Here are a few more important facts about private water — a 2014 study from Georgetown University and Texas A&M found that government-operated water systems are 24 percent more likely to incur violations of the Safe Drinking Water Act than privately-operated systems.
Further, an independent analysis of EPA data by Global Water Intelligence concluded that companies that are members of the National Association of Water Companies — meaning private water companies — have far fewer EPA enforcement actions per 1 million customers. These are facts based in hard evidence, not the spin offered by CAI.
Here’s another example of CAI’s spin — the group points to the situation in Flint and claims that the crisis there has something to do with private water. The fundamental problem with CAI’s narrative is that Flint’s water system has been under public control for decades, lacking investment and operational expertise.
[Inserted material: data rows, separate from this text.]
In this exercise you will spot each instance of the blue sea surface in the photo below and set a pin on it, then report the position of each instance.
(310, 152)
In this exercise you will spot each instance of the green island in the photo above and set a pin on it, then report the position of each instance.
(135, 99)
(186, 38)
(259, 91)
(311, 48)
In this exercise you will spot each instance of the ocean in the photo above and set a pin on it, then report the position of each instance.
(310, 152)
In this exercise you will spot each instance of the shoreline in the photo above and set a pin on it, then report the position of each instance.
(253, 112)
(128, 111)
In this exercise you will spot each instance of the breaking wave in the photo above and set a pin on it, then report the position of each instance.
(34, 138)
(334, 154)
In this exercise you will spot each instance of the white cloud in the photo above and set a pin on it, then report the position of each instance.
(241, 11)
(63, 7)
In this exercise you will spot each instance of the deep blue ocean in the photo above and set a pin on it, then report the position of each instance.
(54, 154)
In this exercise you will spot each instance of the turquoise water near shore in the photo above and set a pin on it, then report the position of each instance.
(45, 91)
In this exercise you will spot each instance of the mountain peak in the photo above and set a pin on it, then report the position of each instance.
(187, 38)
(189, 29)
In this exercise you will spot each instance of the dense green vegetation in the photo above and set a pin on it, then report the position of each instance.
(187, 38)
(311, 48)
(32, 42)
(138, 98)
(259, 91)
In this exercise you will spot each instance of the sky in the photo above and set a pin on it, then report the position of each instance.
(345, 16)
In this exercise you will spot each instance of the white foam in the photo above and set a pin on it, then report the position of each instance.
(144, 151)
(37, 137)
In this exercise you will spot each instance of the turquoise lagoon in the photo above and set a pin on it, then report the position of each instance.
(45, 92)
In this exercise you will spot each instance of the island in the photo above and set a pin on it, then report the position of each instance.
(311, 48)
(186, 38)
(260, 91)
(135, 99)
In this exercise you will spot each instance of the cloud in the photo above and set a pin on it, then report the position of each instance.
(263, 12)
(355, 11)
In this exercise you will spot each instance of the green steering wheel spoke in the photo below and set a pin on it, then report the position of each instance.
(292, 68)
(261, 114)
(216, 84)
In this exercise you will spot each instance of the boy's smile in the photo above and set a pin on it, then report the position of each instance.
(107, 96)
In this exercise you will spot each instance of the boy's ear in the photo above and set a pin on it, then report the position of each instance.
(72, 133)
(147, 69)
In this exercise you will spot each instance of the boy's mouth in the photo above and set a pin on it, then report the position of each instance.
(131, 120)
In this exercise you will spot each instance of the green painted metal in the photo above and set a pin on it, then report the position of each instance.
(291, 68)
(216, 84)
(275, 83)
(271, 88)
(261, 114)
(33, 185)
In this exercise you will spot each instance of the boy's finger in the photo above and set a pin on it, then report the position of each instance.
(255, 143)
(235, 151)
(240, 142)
This ultimately resulted in dangerous levels of lead in drinking water being delivered to homes. Conflating Flint with privatization is nothing more than a scare tactic with zero supporting facts.
CAI also boldly misrepresents the role of private water operations in Hoboken, NJ. It’s true that SUEZ provides expertise in partnership with the Hoboken government to repair and maintain the water system.
However, SUEZ’s contract with Hoboken calls for the company to spend $300,000 a year on the water system. This amount of investment is barely enough to cover repairs and is certainly not enough for the city to undertake the large-scale main replacement projects that are necessary to avoid recurring breaks.
Over the 20-plus year relationship between SUEZ and Hoboken, the company has operated by the terms of the agreement, often contributing more than required to the water main repair fund.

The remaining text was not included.